En 1562, Antoine de Crussol qui réside alors au château de Charmes, devient le chef des troupes protestantes du Midi à la demande des « «religionnaires » de Nîmes. La majorité de la population est bien acquise à la Réforme et les troupes protestantes implantées dans l’arrière pays depuis St-Péray occupent régulièrement le château de Crussol d’où vient les déloger le gouverneur royal de Valence.

 

Soyons est un fief protestant de 1574 à 1578 mais c’est Toulaud qui demeure en permanence la fortification avancée des réformés vivarois sur Valence et son réseau de communication.
De 1598 à 1621, l’Edit de Nantes porte ses fruits de paix et la population de Toulaud - environ 1200 âmes - profite de la prospérité générale pendant le règne d’Henry IV.

En 1622, la concentration des troupes huguenotes sur la commune est un danger permanent pour la plupart des catholiques qui vivent alentour et qui n’ont d’autre choix que de se réfugier à Valence. Au mois de juillet, les troupes royales assiègent le village de Toulaud et s’en emparent. La Tour de Toulaud est démolie par ses envahisseurs le 28 août.

XVIIème et XVIIIème siècles

La poterie de Toulaud

 

L’histoire de la poterie toulaudaine liée à la trouvaille d’un artisan de St-Péray, nous permet de pouvoir aujourd’hui affirmer que durant les XVII, XVIII et XIXème siècles, nombreux furent les potiers qui firent l’incontestable label de la poterie de Toulaud. Le renom de cette activité du tour et du four nous fut révélé par une simple tuile de terre, trouvée sur faîte, travaillée par le maître potier : Jacques Duplantier le 12 août 1717. La poterie fut essentiellement sujette aux remous du Roi Soleil et des ardents mouvements de révolte de la population vivaroise, avant de connaître la prospère époque de son art qui mourut à petit feu sans explication notable.

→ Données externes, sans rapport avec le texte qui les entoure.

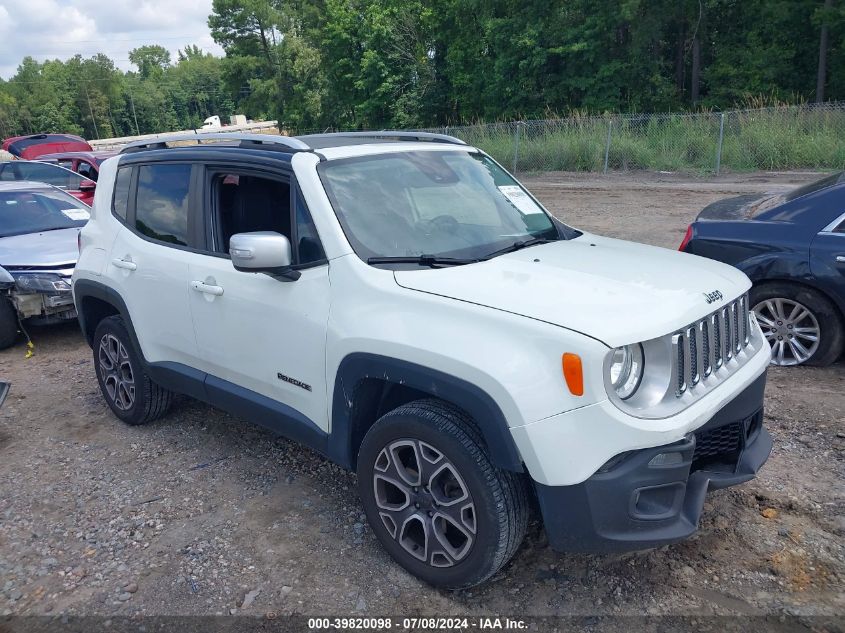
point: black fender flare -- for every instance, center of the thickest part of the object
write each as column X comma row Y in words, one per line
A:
column 84, row 288
column 475, row 401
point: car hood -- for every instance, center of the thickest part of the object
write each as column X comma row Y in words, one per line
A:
column 740, row 207
column 615, row 291
column 57, row 249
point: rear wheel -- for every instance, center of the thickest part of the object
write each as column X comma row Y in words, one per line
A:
column 801, row 325
column 434, row 499
column 8, row 323
column 129, row 391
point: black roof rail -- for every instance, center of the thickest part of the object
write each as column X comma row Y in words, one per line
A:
column 334, row 139
column 244, row 139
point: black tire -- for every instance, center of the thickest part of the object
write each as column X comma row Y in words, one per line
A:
column 8, row 323
column 138, row 402
column 496, row 501
column 831, row 332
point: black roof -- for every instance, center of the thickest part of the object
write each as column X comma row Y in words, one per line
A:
column 305, row 143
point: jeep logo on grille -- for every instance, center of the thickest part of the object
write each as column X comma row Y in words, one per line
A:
column 712, row 297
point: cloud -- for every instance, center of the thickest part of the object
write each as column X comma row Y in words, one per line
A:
column 50, row 29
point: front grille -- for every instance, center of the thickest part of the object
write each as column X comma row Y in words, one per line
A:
column 723, row 444
column 704, row 347
column 718, row 441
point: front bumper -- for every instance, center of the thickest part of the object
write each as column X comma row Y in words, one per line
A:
column 635, row 503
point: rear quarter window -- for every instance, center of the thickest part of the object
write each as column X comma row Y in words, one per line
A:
column 161, row 203
column 120, row 201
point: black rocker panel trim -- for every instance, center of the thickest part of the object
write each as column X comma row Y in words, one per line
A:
column 356, row 367
column 292, row 424
column 244, row 403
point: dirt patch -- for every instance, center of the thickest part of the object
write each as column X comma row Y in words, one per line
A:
column 198, row 511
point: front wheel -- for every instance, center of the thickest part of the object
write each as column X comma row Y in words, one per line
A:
column 129, row 391
column 8, row 323
column 438, row 505
column 802, row 326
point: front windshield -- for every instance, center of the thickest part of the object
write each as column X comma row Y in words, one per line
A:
column 452, row 204
column 23, row 212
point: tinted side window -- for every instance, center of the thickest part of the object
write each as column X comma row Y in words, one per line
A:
column 308, row 245
column 247, row 203
column 121, row 192
column 161, row 205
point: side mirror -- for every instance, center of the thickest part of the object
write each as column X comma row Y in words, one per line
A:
column 263, row 252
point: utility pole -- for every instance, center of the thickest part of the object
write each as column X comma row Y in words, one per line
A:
column 821, row 75
column 91, row 110
column 134, row 116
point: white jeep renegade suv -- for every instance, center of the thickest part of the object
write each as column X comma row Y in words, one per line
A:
column 401, row 304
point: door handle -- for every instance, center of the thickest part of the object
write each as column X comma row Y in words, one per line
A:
column 201, row 286
column 124, row 264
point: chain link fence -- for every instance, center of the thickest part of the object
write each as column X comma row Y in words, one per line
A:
column 786, row 137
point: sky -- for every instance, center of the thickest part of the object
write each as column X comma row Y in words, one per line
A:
column 50, row 29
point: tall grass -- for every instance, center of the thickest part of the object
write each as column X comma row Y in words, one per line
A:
column 782, row 137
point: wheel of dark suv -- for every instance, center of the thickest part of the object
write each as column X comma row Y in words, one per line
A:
column 802, row 326
column 434, row 499
column 128, row 390
column 8, row 323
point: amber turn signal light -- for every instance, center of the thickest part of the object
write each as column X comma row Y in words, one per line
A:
column 573, row 373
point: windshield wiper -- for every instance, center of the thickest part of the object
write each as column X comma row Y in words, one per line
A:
column 423, row 260
column 516, row 246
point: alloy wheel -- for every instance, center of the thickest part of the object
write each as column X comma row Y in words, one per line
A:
column 424, row 503
column 791, row 328
column 116, row 372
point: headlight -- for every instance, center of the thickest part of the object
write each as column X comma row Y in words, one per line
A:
column 40, row 282
column 626, row 370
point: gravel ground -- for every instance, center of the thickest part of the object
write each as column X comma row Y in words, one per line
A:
column 202, row 513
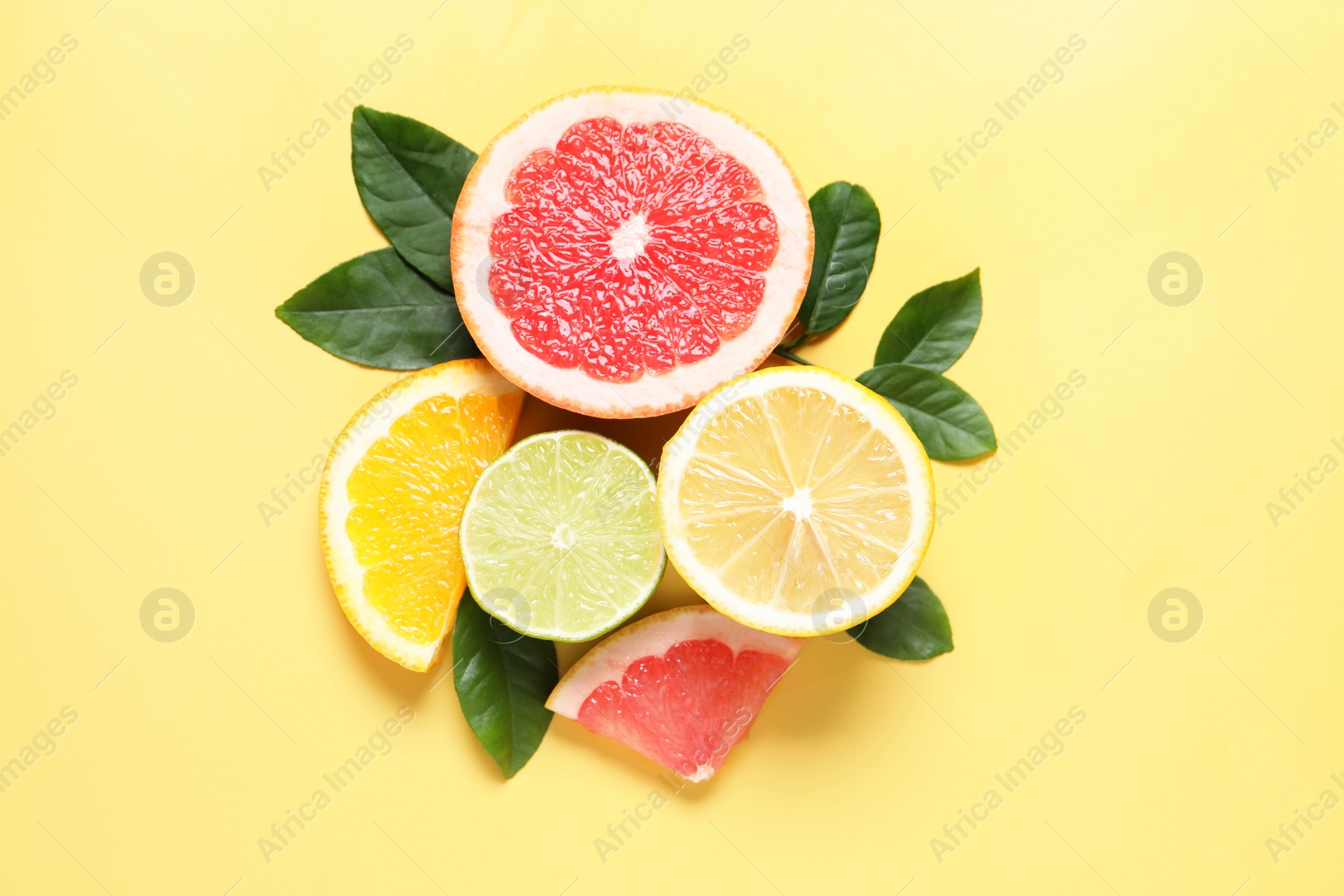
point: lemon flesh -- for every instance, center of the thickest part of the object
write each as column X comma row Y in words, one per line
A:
column 796, row 501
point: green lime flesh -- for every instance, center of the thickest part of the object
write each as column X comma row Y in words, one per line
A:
column 561, row 537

 Nous pouvons dès le 6 septembre 1683 assurément accuser M. de Louvois d’être l’instigateur des persécutions contre les huguenots que Jean Baptiste Colbert, le plus grand ministre du règne de Louis XIV avait sa vie durant protégés à cause de leurs multiples activités industrielles et financières… dont la poterie de Toulaud était des leurs.

 

A cette époque les Etats Généraux du Vivarais réclament avec insistance l’aide royale financière nécessaire à l’expansion de la poterie. Mais bientôt les représentants jugés comme hérétique s’enfuient à l’annonce de la révocation de l’Edit de Nantes plutôt que d’abjurer leur religion et par voie de conséquence de défendre les intérêts de l’artisanat local. Nous savons dès lors que le commerce des faïences toulaudaines s’en trouva fort diminué. A noter que trois maîtres potiers étaient restés au pays pour mener « la grande, la principale fabrique » située à Biguet et au Colombier.
En 1985, un habitant de Toulaud en restaurant sa toiture eut la main heureuse en découvrant une superbe tuile signée de J.L Vocance. Son épigraphe est la suivante :


« J.L VOCANCE CE 15ème MIL 1694
MON DIEU JE VOUS PRIE DE ME DONNER
VOTRE GRACE FAIT PAR MOI VOCANCE 15ème 1694 »

 

Louis Magnant en 1680, Jean Rous, maître potier à Biguet en 1740 et Jean Chazallet, maître potier au Colombier en 1745, illustrèrent d’abord cet art « de la terre à tour et à four » mais c’est Noyer de Gleize qui lui donna tout son lustre avec la fabrique de la Pras, sous le village, au bord du Mialan, pour laquelle il obtint le 27 mai 1755 une subvention de 3000 livres des Etats Généraux du Vivarais car disait-il : « cette terre permet de faire des faïences aussi belles que celles de Montpellier et d’ailleurs ». Pour des raisons encore inconnues, la fabrique sombra bien qu’à cette époque Toulaud comptait 1200 habitants environ.

 

Une histoire d’amour…

 

            « En 1755, un Maître-Faïencier de la fabrique de Toulaud, Henri Dayol, avait épousé une demoiselle du pays, Thérèse Gauthier. Ce mariage eut un certain faste car Henri était le fils de l’avocat du roi, un fils de famille qui avait irrésistiblement été attiré par l’art de la terre. Ses compagnons de la fabrique, avaient décidé de réaliser pour la circonstance un magnifique service de table. Pour marquer le caractère exceptionnel de ce cadeau, ils avaient orné le fond des assiettes non pas d’œillets et de tulipes, comme cela était courant à l’époque de Louis XV, mais des scènes galantes et tendres. Une assiette du service conçue spécialement pour servir de cadeau au Maître-Faïencier, a été retrouvée à Valence. D’après ceux qui ont eu la chance de voir cette pièce unique, les potiers de Toulaud s’étaient réellement surpassés ; le bord de l’assiette est festonné, décoré de fleurettes dans lesquelles domine un violet manganèse qui confine souvent au bleu le plus surprenant ; Le motif central représente une scène charmante : un gentilhomme conte fleurette à une belle dame sous un bosquet, deux troubadours donnent l’aubade et des oiseaux s’envolent à tire-d’aile ; le dessin naïf, presque maladroit est cependant touchant par plus d’un trait sincère d’inspiration et réellement beau de couleur, toujours avec une dominante bleu pâle. Au dos de l’assiette, écrit dans le style du siècle la marque est indiscutable : Fabrique de Toulaud 1755 »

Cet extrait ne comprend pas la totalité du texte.